Dáil debates

Wednesday, 8 October 2025

Financial Resolutions 2025 - Financial Resolution No. 5: General (Resumed)

 

8:00 am

Photo of Conor SheehanConor Sheehan (Limerick City, Labour)

This budget is a budget for property developers and big American fast food conglomerates. In fact, the only PAYE worker who benefits from this is Ronald McDonald. Student fees are up by €500, with no commitment to €200 childcare or a public childcare scheme and no second tier of child benefit. In their speeches, neither the Minister for Finance nor the Minister for public expenditure cared to mention homelessness. That is shameful. In fact, homeless organisations have said that they are invisible with regard to budget 2026.

The measures announced in the budget on housing are all aimed at institutional investors and landlords. Where is the clear commitment to additional funding for homeless prevention measures? It does not exist. In fact, the headline measure with regard to homelessness in budget 2026 refers to €50 million to construct temporary accommodation or hostels. That shows the extent to which this Government has given up the ghost when it comes to homelessness. How depressing. We have had a 25% increase in homelessness in the last year and local authorities simply cannot cope. In fact, in my own constituency office, I cannot cope. I have tens of people coming to me every week about housing and I have absolutely nothing to tell them. In 2024, just 5% of the homeless budget was spent on category 1 homeless prevention. In our alternative budget, we proposed fully costed measures with a 15% funding increase for homeless services targeted specifically at prevention measures.

The fact of the matter is that politics is about choices and this Government has chosen institutional investors and big developers over ordinary working people, renters, struggling first-time buyers and those in or at risk of homelessness.

I will quote some analysis from the Parliamentary Budget Office, particularly with regard to the measures introduced in respect of VAT on new-build apartments. The PBO is concerned about the strength of the evidence used to support some of these decisions, and rightly so. It says: "Great care would be needed in designing such a policy to prevent inappropriate exploitation of such a measure by the construction sector." It went on to say, in respect of applying differing rates of VAT to different types of housing:

Revenue had indicated that this differentiated approach would be difficult to administer and could lead to accidental or fraudulent underpayments of VAT, where an underpayment of VAT may arise, for example, in the construction of an apartment block ... for instance, [when the apartment block is] initially ... purely residential in order to avail of ... [the] 9%, and then subsequently become[s] ... mixed-use [...] Revenue believe that administering and monitoring the measure would be difficult and could result in fraudulent behaviour.

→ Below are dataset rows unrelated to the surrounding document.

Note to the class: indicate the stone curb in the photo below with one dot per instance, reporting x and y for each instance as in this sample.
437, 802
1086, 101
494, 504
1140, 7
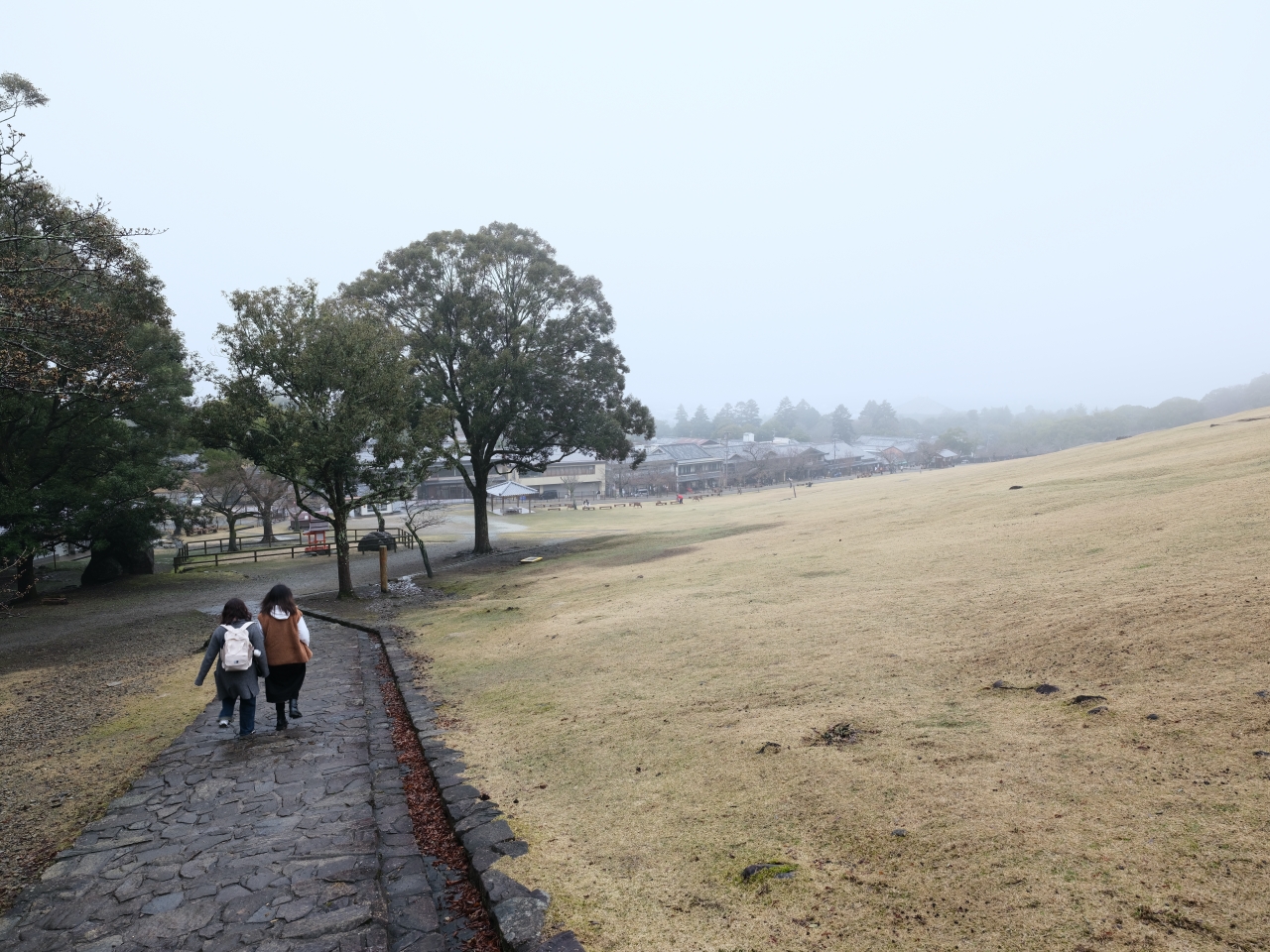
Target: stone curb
517, 911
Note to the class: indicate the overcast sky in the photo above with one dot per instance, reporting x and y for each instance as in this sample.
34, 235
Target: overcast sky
978, 203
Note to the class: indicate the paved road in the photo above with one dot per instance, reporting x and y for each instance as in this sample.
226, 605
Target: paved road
293, 841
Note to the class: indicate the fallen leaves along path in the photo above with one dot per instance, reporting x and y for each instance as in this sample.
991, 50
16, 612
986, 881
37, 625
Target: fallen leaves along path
432, 830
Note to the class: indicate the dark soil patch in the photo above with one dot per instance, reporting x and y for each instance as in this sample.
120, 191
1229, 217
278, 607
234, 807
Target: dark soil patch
839, 735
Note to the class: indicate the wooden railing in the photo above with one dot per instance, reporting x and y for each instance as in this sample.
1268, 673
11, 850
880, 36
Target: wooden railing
202, 552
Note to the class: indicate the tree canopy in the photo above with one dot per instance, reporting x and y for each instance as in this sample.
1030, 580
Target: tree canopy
516, 347
320, 394
93, 376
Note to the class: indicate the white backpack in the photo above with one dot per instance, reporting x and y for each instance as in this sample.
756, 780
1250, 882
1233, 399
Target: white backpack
238, 654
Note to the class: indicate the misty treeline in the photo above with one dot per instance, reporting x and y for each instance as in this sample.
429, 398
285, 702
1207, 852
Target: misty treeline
987, 431
799, 420
477, 350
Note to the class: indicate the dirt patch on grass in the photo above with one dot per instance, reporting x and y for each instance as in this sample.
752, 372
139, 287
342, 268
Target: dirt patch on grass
84, 710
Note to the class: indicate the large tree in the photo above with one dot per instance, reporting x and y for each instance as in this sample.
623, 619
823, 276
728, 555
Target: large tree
515, 345
320, 394
266, 492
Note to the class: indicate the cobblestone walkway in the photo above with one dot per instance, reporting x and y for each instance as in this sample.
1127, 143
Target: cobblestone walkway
293, 841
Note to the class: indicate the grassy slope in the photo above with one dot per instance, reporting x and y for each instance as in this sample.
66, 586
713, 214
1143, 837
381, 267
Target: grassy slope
619, 712
71, 742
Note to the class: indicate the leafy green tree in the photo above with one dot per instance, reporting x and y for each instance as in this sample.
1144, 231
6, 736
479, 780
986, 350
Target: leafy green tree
748, 416
957, 440
683, 425
320, 394
91, 375
701, 425
515, 345
221, 481
841, 425
266, 492
806, 416
784, 419
56, 333
879, 417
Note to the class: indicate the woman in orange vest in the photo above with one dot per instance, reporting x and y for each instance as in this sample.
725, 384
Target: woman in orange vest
286, 649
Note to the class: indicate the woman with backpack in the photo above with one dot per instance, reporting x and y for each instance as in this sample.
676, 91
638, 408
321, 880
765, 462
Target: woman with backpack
286, 645
238, 649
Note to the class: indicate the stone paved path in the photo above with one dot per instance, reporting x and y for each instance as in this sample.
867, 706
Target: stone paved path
293, 841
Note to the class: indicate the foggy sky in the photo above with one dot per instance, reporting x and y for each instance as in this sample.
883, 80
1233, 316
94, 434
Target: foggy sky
979, 203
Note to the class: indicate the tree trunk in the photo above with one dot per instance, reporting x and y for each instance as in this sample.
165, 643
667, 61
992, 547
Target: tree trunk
480, 527
423, 551
339, 522
24, 581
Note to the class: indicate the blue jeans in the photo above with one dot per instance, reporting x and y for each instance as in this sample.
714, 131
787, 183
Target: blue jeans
246, 714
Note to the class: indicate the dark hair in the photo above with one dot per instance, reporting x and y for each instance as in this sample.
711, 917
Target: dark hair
281, 597
235, 611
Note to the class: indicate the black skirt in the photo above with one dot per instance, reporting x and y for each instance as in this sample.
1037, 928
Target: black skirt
284, 682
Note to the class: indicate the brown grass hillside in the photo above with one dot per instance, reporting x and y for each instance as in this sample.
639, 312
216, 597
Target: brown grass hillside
648, 712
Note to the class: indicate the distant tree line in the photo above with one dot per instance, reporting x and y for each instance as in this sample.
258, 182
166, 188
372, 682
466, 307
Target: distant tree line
477, 349
801, 421
987, 431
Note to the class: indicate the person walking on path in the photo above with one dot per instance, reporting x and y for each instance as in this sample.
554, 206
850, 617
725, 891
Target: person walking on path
238, 651
286, 645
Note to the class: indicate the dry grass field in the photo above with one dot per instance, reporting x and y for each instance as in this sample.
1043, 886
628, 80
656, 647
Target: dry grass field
82, 710
648, 710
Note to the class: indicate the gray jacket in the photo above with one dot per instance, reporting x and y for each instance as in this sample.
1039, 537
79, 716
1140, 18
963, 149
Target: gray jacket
235, 684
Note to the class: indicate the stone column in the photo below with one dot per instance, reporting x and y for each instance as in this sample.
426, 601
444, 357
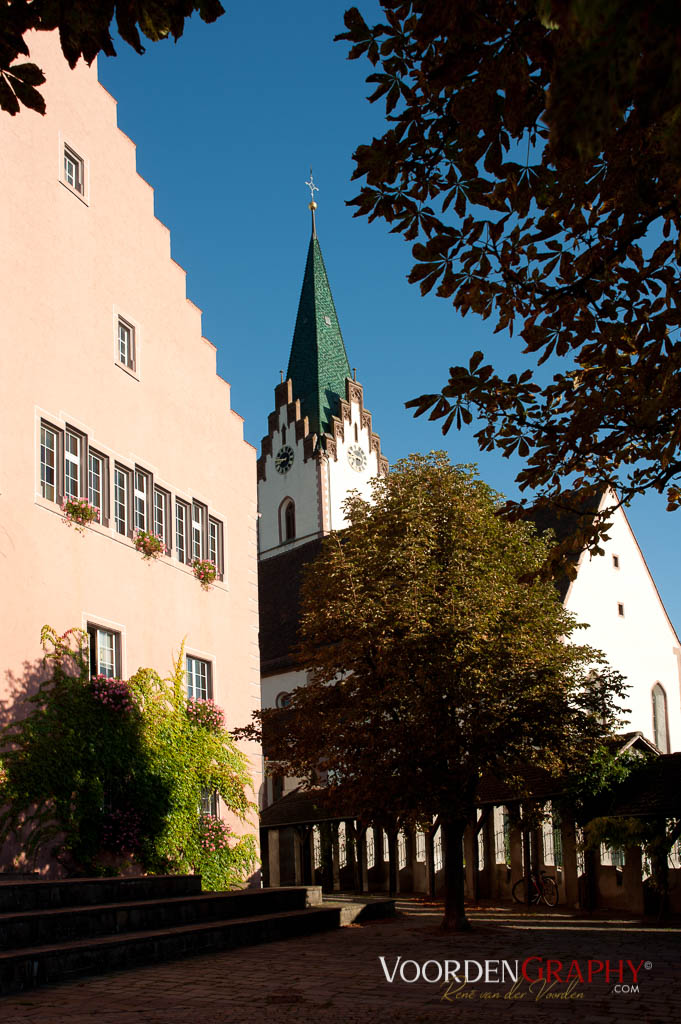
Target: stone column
632, 880
470, 861
272, 857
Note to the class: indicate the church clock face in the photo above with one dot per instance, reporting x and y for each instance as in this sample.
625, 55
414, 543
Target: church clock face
284, 459
356, 458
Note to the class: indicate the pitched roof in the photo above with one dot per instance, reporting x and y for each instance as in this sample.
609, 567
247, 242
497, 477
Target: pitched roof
279, 584
317, 365
302, 807
565, 520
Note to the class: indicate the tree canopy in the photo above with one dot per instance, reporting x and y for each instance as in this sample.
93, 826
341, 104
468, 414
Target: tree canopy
84, 28
533, 156
430, 663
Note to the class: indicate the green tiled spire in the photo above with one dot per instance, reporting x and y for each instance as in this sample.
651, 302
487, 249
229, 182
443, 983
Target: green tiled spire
317, 365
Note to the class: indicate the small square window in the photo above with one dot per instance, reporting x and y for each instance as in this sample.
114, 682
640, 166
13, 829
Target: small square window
126, 348
209, 803
199, 681
104, 651
74, 170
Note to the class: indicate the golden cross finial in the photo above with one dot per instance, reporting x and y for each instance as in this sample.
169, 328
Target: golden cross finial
312, 188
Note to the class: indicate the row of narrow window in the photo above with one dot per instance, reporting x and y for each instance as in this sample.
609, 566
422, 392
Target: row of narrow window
104, 651
70, 468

Most significantly, it stated that the Department highlighted that “there is no obligation for a builder to pass on any VAT reduction.” This is where the crux of the problem is. This measure has been applied to apartments that have already been built but not sold, which will have a significant cost for the Exchequer but absolutely no effect on supply. It is very clear to me why the Government is doing this. It is doing it because it is the latest thing institutional investors and big corporate landlords want. We know this because the lobbying register tells us so. Mr. Pat Farrell, the CEO of Irish Institutional Property, a former Fianna Fáil Senator, has been in to Government Buildings at least ten times since January - ten times that we know of. It is shameful for this Government to spend €563 million on a direct transfer of wealth to property developers and institutional investors. It is a whopper of a giveaway with absolutely no caveats around affordability or supply. At a time when we have 220,000 children in consistent poverty, 5,000 children are homeless and 300,000 people are in arrears with their energy bills, the Government is spending over €500 billion to subsidise developers it already subsidises through Project Tosaigh, croí cónaithe cities and other schemes.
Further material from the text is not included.